The continuous casting process is one of the initial operations in the entire metal forming chain used in the metallurgical industry. The phenomena of solidification and unification of properties that occur during slab casting are highly dependent on the steel composition and the purity of the metal. The high cleanliness of steel is the determinant of the good quality of the final products, without internal cracks or inhomogeneities in mechanical, thermal or electrical properties. Therefore, one of the production goals is to avoid the non-metallic inclusions in the molten steel by intensifying their removal processes. One of the most important metallurgy equipment responsible for cleaning the steel is the ladle furnace, where special mixing processes are executed to increase the removal process of unfavourable elements. Another critical piece of equipment is the tundish, located just before the slab casting, which can additionally improve the microstructure final composition and homogeneity.
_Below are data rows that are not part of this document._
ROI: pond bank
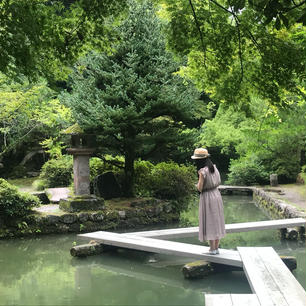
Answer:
[0,198,179,238]
[0,185,306,238]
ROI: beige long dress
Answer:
[199,165,225,241]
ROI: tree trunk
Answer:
[124,140,135,197]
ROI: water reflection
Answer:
[0,197,306,305]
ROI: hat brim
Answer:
[191,154,210,159]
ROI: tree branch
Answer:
[189,0,206,66]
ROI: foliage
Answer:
[150,162,195,200]
[40,137,64,159]
[156,0,306,110]
[39,155,73,188]
[199,96,306,184]
[0,0,126,80]
[134,160,155,196]
[89,155,124,180]
[0,178,39,217]
[226,155,269,186]
[61,1,198,195]
[0,74,71,165]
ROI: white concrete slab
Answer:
[238,247,306,306]
[126,218,306,239]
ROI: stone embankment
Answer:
[0,198,179,238]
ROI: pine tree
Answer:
[62,2,198,196]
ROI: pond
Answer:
[0,196,306,305]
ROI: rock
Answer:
[44,215,60,225]
[270,174,278,187]
[90,212,104,222]
[60,214,78,224]
[279,256,297,271]
[94,172,122,200]
[118,210,126,219]
[59,195,104,212]
[182,256,297,279]
[70,240,117,257]
[78,212,90,223]
[296,173,305,185]
[182,260,213,279]
[286,228,299,240]
[31,191,50,204]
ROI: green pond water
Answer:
[0,196,306,306]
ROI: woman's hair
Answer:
[195,157,215,173]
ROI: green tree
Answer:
[157,0,306,111]
[199,96,306,184]
[0,74,71,171]
[62,2,198,195]
[0,0,126,80]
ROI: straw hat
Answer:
[191,148,210,159]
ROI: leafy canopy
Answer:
[0,0,126,80]
[61,2,198,196]
[157,0,306,110]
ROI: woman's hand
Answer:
[197,172,204,192]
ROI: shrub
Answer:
[89,155,124,180]
[39,155,73,188]
[0,178,40,217]
[134,160,154,196]
[226,155,269,186]
[149,162,194,200]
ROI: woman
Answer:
[191,148,225,255]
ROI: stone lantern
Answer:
[60,124,104,212]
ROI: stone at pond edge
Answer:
[31,191,50,204]
[94,172,122,200]
[182,256,297,279]
[70,240,117,257]
[182,260,212,279]
[59,195,104,212]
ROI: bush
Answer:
[226,155,269,186]
[39,155,73,188]
[0,178,40,217]
[89,155,124,180]
[149,162,194,200]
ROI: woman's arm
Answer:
[197,172,204,192]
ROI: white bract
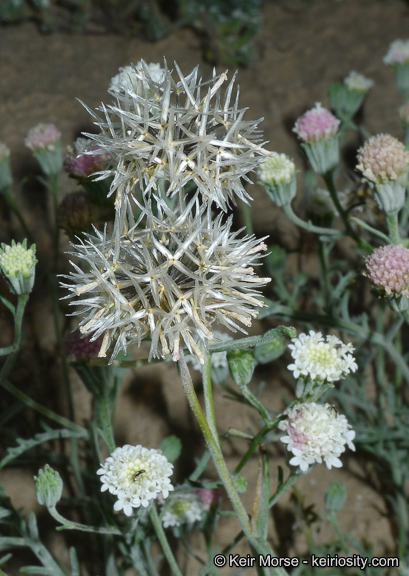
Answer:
[287,330,358,382]
[97,444,174,516]
[278,402,355,472]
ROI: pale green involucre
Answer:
[0,240,37,294]
[257,152,295,184]
[34,464,63,508]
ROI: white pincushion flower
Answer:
[383,40,409,66]
[278,402,355,472]
[344,70,374,92]
[162,492,204,528]
[109,60,164,93]
[64,201,270,361]
[86,62,265,210]
[97,444,174,516]
[287,330,358,382]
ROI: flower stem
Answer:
[47,506,122,536]
[95,394,116,454]
[178,352,288,576]
[386,211,400,245]
[149,504,183,576]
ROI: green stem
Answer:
[0,294,29,385]
[178,352,288,576]
[349,216,390,244]
[202,353,220,446]
[149,504,183,576]
[95,394,116,454]
[268,472,298,508]
[386,211,400,245]
[47,506,122,536]
[282,204,343,238]
[323,170,372,252]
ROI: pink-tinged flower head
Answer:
[278,402,355,472]
[357,134,409,184]
[24,124,61,152]
[383,40,409,66]
[365,245,409,298]
[64,138,108,178]
[293,102,341,144]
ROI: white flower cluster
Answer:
[278,402,355,472]
[288,330,358,382]
[257,152,295,184]
[97,444,174,516]
[344,70,374,92]
[109,61,164,93]
[162,492,204,528]
[65,62,270,361]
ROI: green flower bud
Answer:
[0,240,37,294]
[34,464,63,508]
[324,482,347,513]
[227,349,256,388]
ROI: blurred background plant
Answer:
[0,0,262,66]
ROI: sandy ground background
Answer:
[0,0,409,576]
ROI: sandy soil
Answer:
[0,0,409,576]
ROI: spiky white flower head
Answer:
[97,444,174,516]
[186,330,233,372]
[0,142,13,193]
[65,200,270,361]
[82,62,265,210]
[383,40,409,66]
[162,491,204,528]
[278,402,355,472]
[0,240,37,294]
[344,70,374,92]
[109,60,164,93]
[287,330,358,383]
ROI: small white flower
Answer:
[278,402,355,472]
[109,60,165,93]
[383,40,409,66]
[344,70,374,92]
[97,444,174,516]
[287,330,358,382]
[162,492,204,528]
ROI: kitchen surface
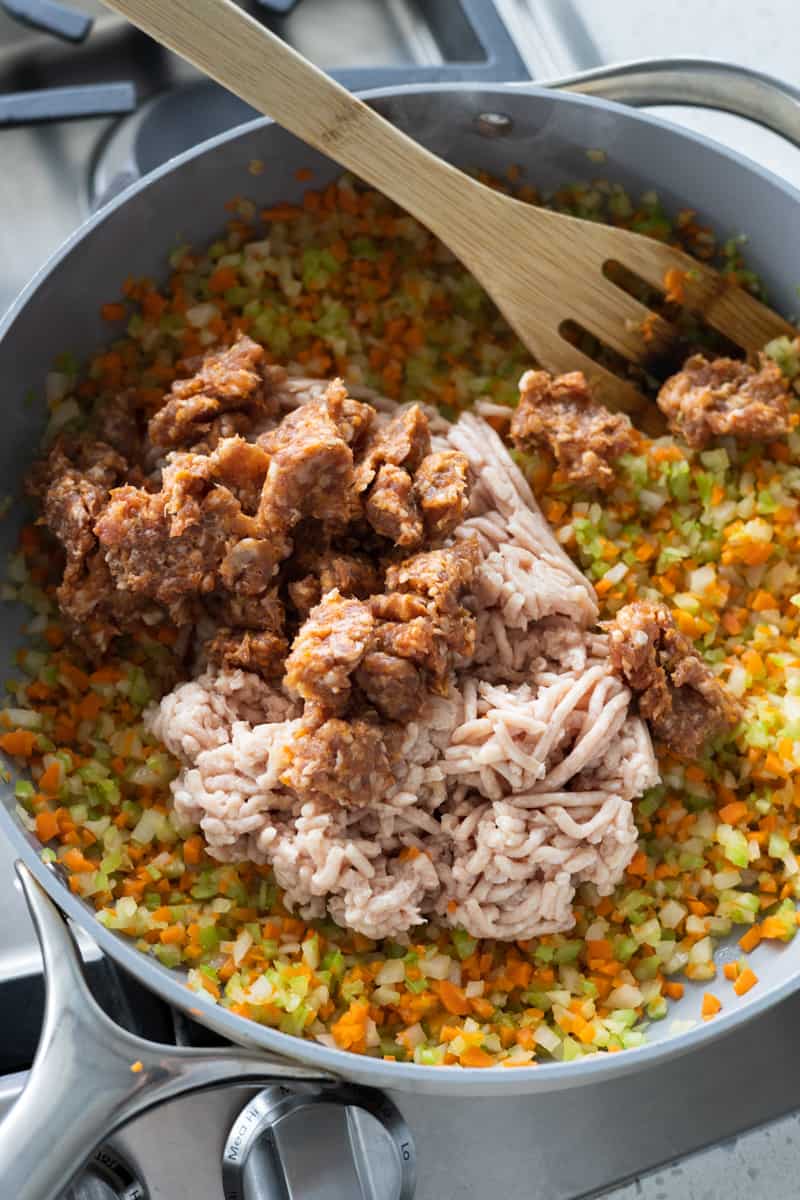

Therefore, the investigations presented in the paper are centred on the development of an advanced Computational Fluid Dynamic (CFD) model of the flow behaviour of the molten steel inside the tundish. The key element of the model is to include the effect of an additional electromagnetic stirring device which can improve the cleanliness and the composition of the steel and hence its final properties. The role of this device is often omitted during practical research, but its direct influence on the properties of the steel has a clear impact on the characteristics of the formed metallic parts under further processing operations. Therefore, optimization of the process inside the tundish is essential from an industrial point of view. The paper includes a detailed analysis of the flow and stirring energy distributions to predict and understand the active and dead zones inside the tundish to avoid the regions with stagnant velocity distribution. As an outcome of such a developed coupled electromagnetic/fluid dynamic model, optimizing the mixing processes to control the product's properties is possible.